Now, one way to read objections like Kaj’s is that my account of precisely which pre-theoretic facts would motivate an “adult developmental stages” theory is flawed. That’s a reasonable sort of objection. (I haven’t seen any evidence yet that any such objection is right, but there is no a priori reason why none can be.)
In such a case, if the objector wishes to substitute some different set of pre-theoretic facts, make the case that those facts constitute a state of affairs that can meaningfully be described as “there sure seem to be stages of adult development”, and then make the conditionally reasonable claim that a theory thereof is thus motivated—by all means, I would be interested to see such a thing.
But that argument isn’t going to involve any mention of any element of any existing theory at all. If it does, then the point has been thoroughly missed.
My interpretation of what Kaj wrote was indeed that he disagrees about exactly what pre-theoretic facts would suggest looking for an “adult developmental stages” theory, on the grounds that he thinks there could be such a theory (and indeed a basically-Kegan-shaped one) in which the strong age/stage correlation isn’t present.
The fact that the particular pattern of stage-transitions Kaj describes is basically-Kegan-shaped isn’t relevant to the validity of the objection, except in so far as it indicates that the pattern in question isn’t somehow the wrong sort of pattern to be part of an “adult developmental stages” theory.
For what it’s worth, my notion of what the pre-theoretic facts ought to look like isn’t exactly the same as yours. I’d want to see something like: 1. a specific set of psychological characteristics that 2. each exhibit a consistent pattern of progression through an individual’s life, 3. in such a way that we can put matching labels on all the progressions and see that people generally have most or all in consistently-labelled states, 4. (slightly optionally; if this fails then “developmental” is a misleading term) such that later-reached bundles of states are generally better in some sense than earlier-reached ones, and 5. (slightly optionally; if this fails then “stages” is a misleading term) a smallish discrete set of labels sufficing in the sense that most people most of the time have most of those characteristics in states corresponding to a single one of those labels.
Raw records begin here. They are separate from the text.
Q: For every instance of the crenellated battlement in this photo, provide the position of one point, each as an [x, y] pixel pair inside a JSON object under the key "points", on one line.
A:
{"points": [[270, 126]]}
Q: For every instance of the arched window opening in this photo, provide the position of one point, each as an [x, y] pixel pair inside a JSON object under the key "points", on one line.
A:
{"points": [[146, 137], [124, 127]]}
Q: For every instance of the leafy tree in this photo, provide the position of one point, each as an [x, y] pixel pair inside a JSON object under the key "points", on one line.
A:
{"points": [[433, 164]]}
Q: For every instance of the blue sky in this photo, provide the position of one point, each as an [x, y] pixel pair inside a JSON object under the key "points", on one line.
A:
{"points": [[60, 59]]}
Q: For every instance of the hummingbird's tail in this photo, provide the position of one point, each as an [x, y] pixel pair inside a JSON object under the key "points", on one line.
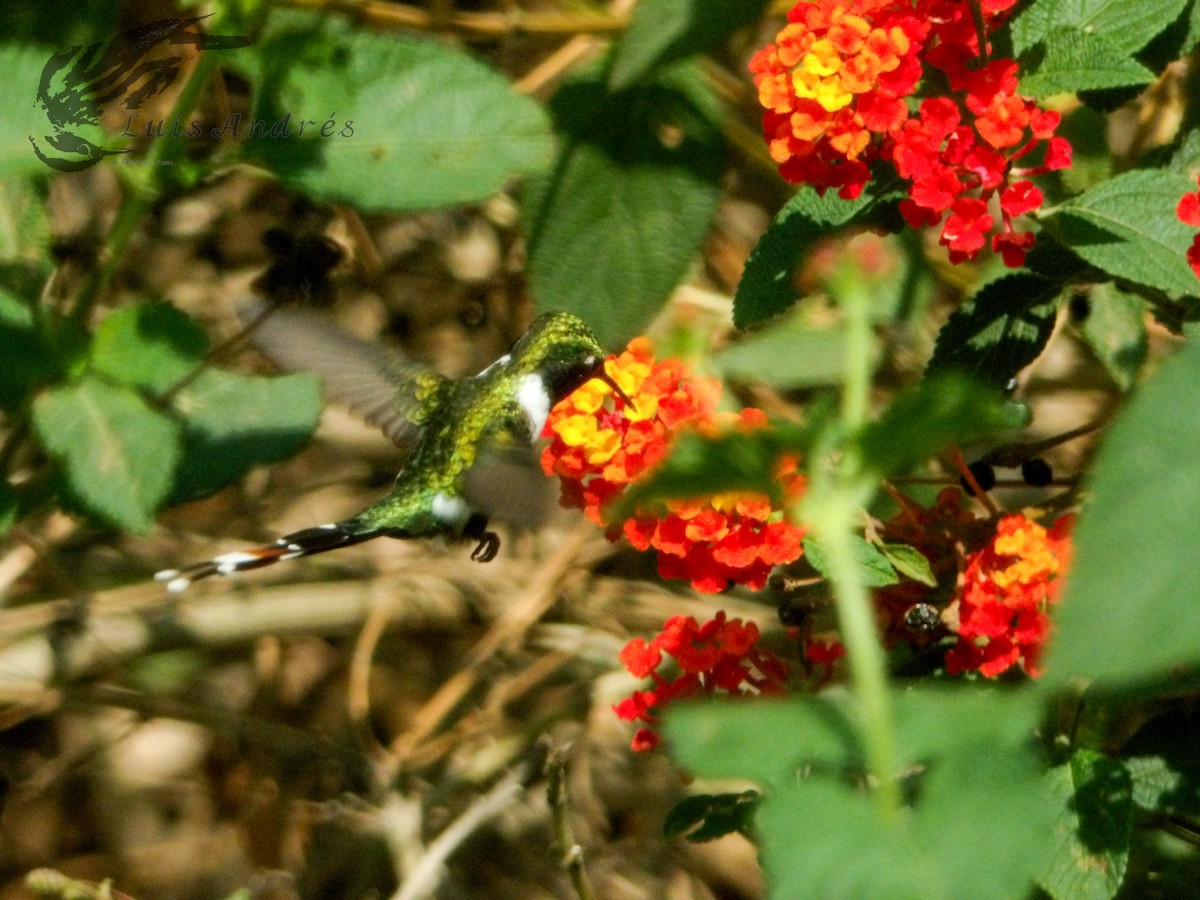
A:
{"points": [[291, 546]]}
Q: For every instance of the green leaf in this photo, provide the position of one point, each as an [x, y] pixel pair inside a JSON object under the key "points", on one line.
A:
{"points": [[787, 355], [1127, 25], [1129, 611], [909, 562], [415, 123], [21, 71], [973, 783], [7, 508], [1092, 832], [149, 345], [937, 413], [233, 423], [874, 569], [119, 455], [1115, 329], [1077, 61], [1127, 227], [1000, 330], [1162, 785], [630, 201], [707, 816], [28, 360], [767, 287], [664, 31]]}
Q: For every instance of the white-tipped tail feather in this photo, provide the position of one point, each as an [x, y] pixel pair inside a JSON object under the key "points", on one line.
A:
{"points": [[298, 544]]}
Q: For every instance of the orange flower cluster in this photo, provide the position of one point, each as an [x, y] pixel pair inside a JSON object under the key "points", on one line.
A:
{"points": [[835, 78], [834, 88], [719, 655], [1009, 583], [600, 445]]}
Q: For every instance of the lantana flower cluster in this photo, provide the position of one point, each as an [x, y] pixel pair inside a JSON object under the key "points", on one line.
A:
{"points": [[834, 87], [720, 655], [995, 582], [1009, 585], [1188, 211], [599, 445]]}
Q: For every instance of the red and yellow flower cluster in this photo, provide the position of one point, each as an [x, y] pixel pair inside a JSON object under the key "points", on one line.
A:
{"points": [[600, 445], [1009, 583], [834, 87], [719, 655], [1188, 213], [1005, 574]]}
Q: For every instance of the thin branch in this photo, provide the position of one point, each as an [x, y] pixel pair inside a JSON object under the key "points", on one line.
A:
{"points": [[478, 25], [425, 877], [561, 807]]}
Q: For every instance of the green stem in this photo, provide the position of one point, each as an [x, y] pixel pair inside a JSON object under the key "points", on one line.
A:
{"points": [[840, 496]]}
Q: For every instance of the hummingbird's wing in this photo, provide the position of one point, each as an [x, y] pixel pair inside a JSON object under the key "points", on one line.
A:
{"points": [[507, 480], [389, 391]]}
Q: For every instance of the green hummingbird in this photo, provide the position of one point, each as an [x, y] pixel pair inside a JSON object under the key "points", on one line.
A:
{"points": [[457, 433]]}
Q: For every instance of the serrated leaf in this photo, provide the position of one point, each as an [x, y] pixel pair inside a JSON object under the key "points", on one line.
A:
{"points": [[975, 781], [705, 817], [21, 71], [1115, 329], [909, 562], [1161, 786], [1116, 623], [630, 202], [119, 455], [1127, 25], [1000, 330], [233, 423], [874, 569], [664, 31], [925, 420], [789, 355], [1075, 61], [767, 287], [1092, 832], [1128, 228], [417, 123], [149, 345]]}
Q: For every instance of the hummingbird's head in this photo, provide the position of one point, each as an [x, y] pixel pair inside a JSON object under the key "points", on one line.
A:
{"points": [[562, 349]]}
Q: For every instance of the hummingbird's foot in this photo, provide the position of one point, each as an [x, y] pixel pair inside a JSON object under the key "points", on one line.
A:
{"points": [[489, 546], [489, 541]]}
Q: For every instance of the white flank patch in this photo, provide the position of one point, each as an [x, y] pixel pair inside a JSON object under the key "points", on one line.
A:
{"points": [[534, 399], [449, 510], [502, 361], [228, 563]]}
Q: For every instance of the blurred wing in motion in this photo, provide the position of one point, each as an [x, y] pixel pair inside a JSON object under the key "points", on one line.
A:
{"points": [[389, 391]]}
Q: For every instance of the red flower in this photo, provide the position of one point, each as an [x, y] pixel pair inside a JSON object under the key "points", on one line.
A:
{"points": [[1008, 586], [834, 85], [720, 655], [600, 445], [1188, 211]]}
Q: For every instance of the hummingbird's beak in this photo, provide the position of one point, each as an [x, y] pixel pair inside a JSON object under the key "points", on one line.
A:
{"points": [[603, 375]]}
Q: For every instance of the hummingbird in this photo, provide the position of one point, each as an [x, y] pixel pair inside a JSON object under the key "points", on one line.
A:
{"points": [[457, 433]]}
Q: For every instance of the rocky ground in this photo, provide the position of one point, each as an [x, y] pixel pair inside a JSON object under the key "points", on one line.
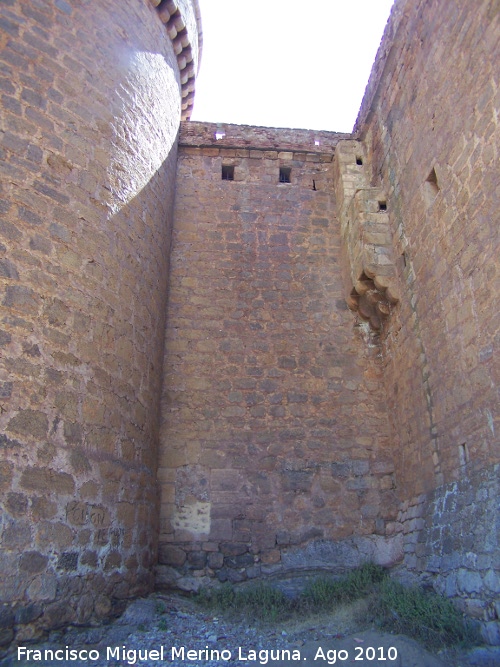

In particular, I don’t think I care whether the characteristics in question all pertain to a single “domain” in any sense, and I don’t think anything’s gained by introducing the possibility of correlations with other characteristics besides age, when later in your list you’re specifically going to demand correlation with age. And what I want to see is progression within each individual’s life, not a population-level correlation with age.
I think I agree that this is a better criterion, yeah. I’m not prepared to be sure about this without thinking about it some more, but I definitely lean toward being convinced.
I don’t necessarily care about that either, but clustering and progression that is parallel across multiple domains is an additional fact, which is not necessary to motivate a theory of the relevant sort. And treating domains separately is useful because we may well have, for example, a case where the data that indicates clustering/progression in one domain is weaker than the data which indicates it in another domain; we want to retain the ability to say “well, I’m not sure about the claim that people exhibit this pattern with respect to rock climbing skill and knitting skill and desire for broccoli, but at least the first one is clearly true, and so we’d like a theory that explains that even if it doesn’t also explain the other stuff”.
In general, there’s not really a good reason not to keep domains conceptually separate here; we can always decide later that a pattern that holds across domains requires a unified theory (or we can notice that a theory that explains the pattern in one domain also explains it in other domains). In the meantime, keeping our claims narrowly scoped seems prudent.